We have seen a dramatic improve within the capabilities of synthetic intelligence (AI) over the previous couple of years and the tech group remains to be attempting to determine the potential functions and ramifications. Fashions like ChatGPT and DALL-E have apparent use circumstances on this planet of content material creation—one thing skilled content material creators like myself discover troubling — however makers discover extra modern makes use of for the expertise day-after-day. Mina Fahmi took benefit of a number of completely different AI providers to create Undertaking Ring, which is a hand-worn system that perceives the world and communicates what it sees to the consumer.
Undertaking Ring is a small system that straps onto the highest of the consumer’s hand and features a ring extension worn on the consumer’s index finger. The primary unit on the hand homes a lot of the {hardware} needed for processing, whereas the ring unit incorporates a joystick for consumer interplay and a digicam to take a look at its environment. When the consumer factors the digicam at one thing, Undertaking Ring will analyze what it sees and supply a spoken description to the consumer by their headphones. It additionally listens for consumer instructions to assist in interplay.
All of this works utilizing current AI providers that anybody can make the most of. The kicker is that Fahmi additionally programmed all the system utilizing an AI service (GPT-4). So, in a fashion of talking, an AI created this system that makes use of AI.
In fact, Fahmi nonetheless needed to conceptualize the system, information the AI programming, devise a {hardware} technique, design the 3D-printed elements, and assemble every part. The first piece of {hardware} is a Raspberry Pi Zero W single-board laptop, which accepts enter from the joystick and digicam. It communicates with Google Cloud Run to entry the varied AI providers wanted for this all to return collectively: image-to-text, voice-to-text, text-to-text, and text-to-voice. The Raspberry Pi does not do any of that processing itself and as an alternative offloads every part to those cloud providers, that means that it requires an web connection.

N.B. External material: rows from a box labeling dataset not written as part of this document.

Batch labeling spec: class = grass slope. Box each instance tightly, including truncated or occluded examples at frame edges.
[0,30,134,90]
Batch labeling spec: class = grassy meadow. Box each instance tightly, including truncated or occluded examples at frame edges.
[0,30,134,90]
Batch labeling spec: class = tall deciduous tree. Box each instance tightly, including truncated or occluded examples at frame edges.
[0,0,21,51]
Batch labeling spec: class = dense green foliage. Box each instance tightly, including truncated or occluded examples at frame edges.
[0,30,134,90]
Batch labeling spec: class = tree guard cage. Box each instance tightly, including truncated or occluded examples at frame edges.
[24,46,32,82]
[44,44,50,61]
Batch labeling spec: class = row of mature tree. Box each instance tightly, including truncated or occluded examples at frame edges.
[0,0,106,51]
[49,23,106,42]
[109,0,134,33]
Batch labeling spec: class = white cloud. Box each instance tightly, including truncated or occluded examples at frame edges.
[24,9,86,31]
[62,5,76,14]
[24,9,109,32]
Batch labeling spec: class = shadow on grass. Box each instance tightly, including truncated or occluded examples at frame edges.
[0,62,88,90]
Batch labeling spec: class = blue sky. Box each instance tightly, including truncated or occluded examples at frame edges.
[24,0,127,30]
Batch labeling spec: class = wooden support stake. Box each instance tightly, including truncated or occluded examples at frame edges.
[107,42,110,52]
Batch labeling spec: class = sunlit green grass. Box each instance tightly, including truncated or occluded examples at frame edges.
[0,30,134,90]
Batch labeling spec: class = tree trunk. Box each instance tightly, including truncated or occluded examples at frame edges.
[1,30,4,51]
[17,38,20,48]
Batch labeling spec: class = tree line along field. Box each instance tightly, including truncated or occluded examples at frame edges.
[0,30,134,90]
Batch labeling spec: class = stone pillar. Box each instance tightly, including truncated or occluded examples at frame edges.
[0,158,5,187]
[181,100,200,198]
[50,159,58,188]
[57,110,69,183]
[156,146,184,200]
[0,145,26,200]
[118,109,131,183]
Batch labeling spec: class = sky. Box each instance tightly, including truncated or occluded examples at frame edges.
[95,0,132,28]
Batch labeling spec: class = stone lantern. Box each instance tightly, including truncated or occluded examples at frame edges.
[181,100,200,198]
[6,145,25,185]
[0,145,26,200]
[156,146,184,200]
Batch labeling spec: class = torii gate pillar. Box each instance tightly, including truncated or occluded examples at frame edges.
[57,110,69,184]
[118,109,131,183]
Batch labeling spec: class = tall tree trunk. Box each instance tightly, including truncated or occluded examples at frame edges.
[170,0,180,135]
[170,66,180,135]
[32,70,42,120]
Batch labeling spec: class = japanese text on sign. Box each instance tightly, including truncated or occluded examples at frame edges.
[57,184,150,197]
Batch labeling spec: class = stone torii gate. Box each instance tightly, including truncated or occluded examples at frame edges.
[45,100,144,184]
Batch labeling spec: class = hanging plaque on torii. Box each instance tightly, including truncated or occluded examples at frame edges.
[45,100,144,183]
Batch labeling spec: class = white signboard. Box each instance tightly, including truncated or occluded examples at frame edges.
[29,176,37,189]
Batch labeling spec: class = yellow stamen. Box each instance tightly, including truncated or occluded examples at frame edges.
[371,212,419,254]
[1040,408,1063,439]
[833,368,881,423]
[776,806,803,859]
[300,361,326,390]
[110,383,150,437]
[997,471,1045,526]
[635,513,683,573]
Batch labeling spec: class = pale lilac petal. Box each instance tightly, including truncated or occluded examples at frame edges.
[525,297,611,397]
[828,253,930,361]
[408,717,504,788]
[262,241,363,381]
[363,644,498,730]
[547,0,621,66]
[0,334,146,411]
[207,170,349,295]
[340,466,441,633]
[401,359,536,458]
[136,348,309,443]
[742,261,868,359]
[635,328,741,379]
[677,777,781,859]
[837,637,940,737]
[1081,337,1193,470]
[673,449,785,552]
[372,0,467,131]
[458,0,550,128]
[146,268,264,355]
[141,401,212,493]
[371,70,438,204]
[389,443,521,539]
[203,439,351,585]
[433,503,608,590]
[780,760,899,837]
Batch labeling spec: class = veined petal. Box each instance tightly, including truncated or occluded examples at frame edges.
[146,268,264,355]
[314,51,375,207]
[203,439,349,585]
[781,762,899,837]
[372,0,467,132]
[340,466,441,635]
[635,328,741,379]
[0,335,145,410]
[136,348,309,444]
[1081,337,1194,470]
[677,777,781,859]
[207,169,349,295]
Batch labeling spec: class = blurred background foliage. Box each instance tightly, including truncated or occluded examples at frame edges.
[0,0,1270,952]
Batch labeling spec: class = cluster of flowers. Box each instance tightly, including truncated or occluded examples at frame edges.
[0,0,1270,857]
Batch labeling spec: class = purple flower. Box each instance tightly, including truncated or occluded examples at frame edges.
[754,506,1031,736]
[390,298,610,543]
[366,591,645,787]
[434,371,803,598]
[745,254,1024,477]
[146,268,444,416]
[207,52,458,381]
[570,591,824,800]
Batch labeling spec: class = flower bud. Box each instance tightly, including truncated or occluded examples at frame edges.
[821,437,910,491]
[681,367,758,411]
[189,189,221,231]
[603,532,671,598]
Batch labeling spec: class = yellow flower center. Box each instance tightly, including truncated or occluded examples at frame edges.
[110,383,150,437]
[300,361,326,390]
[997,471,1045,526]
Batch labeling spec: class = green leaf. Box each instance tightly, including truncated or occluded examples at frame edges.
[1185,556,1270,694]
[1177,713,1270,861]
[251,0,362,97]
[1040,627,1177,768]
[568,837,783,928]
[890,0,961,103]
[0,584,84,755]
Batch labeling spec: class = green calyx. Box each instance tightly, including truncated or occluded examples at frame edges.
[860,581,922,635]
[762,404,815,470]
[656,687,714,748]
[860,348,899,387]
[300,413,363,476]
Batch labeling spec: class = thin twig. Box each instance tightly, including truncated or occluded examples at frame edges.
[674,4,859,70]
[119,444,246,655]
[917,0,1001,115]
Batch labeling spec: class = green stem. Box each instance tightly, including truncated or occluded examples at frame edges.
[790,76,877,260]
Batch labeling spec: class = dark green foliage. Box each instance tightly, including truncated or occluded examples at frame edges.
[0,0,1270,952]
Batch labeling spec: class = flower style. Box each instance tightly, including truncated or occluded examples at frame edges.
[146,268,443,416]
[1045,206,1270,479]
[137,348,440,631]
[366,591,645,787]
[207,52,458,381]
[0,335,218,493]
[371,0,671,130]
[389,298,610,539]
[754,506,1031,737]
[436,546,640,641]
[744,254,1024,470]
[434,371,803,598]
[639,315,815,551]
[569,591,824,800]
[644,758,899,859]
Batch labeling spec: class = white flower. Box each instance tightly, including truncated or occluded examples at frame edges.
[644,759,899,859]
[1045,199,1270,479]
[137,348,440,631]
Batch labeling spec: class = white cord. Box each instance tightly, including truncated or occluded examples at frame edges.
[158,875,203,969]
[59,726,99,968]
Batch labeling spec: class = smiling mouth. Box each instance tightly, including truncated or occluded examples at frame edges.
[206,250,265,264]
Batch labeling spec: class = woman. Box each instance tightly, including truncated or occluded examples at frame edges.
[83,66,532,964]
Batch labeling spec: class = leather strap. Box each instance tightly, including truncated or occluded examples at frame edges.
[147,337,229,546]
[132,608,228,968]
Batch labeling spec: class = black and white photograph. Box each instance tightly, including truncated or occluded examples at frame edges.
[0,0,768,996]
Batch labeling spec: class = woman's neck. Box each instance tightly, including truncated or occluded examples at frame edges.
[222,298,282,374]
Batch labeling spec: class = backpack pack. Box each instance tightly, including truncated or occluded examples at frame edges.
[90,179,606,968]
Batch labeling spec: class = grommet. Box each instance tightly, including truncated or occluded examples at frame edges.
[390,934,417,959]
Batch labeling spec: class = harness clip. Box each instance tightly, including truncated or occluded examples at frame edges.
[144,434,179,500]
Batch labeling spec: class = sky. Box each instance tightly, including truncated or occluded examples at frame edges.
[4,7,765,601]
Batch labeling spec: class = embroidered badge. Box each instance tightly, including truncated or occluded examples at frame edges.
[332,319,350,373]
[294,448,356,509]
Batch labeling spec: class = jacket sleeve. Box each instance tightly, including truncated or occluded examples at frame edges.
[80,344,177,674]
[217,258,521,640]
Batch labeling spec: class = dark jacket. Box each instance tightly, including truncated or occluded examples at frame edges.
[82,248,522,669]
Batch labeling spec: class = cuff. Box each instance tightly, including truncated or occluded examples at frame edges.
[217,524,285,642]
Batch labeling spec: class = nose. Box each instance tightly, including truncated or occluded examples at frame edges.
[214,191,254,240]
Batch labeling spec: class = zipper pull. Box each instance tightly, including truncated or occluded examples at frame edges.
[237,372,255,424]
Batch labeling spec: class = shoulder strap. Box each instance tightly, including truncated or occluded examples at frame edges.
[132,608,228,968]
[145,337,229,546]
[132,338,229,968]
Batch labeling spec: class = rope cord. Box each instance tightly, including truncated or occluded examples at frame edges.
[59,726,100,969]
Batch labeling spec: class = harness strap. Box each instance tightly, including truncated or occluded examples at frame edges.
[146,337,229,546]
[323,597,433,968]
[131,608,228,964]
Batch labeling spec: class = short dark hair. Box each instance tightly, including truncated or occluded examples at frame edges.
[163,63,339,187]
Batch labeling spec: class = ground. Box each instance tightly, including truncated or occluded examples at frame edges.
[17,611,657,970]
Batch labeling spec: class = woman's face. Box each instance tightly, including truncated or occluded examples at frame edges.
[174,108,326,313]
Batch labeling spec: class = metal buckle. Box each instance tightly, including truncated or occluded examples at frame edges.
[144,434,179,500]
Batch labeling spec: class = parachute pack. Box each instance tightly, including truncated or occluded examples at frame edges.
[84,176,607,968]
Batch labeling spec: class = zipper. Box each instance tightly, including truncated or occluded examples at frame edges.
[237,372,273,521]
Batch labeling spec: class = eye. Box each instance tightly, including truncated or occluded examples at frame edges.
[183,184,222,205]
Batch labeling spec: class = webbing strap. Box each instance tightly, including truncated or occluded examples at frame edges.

Undertaking Ring speaks to the consumer by their Android telephone and a headset. If, for instance, the consumer asks Undertaking Ring (with a voice command) to explain what it sees, then it can: seize a picture with the digicam, run that by the image-to-text service, then run it by the text-to-speech service to generate the audio fed to the consumer’s headset.
And whereas Undertaking Ring is usually simply an experiment in what one can obtain with AI, it might have real-world advantages for those who have poor eyesight.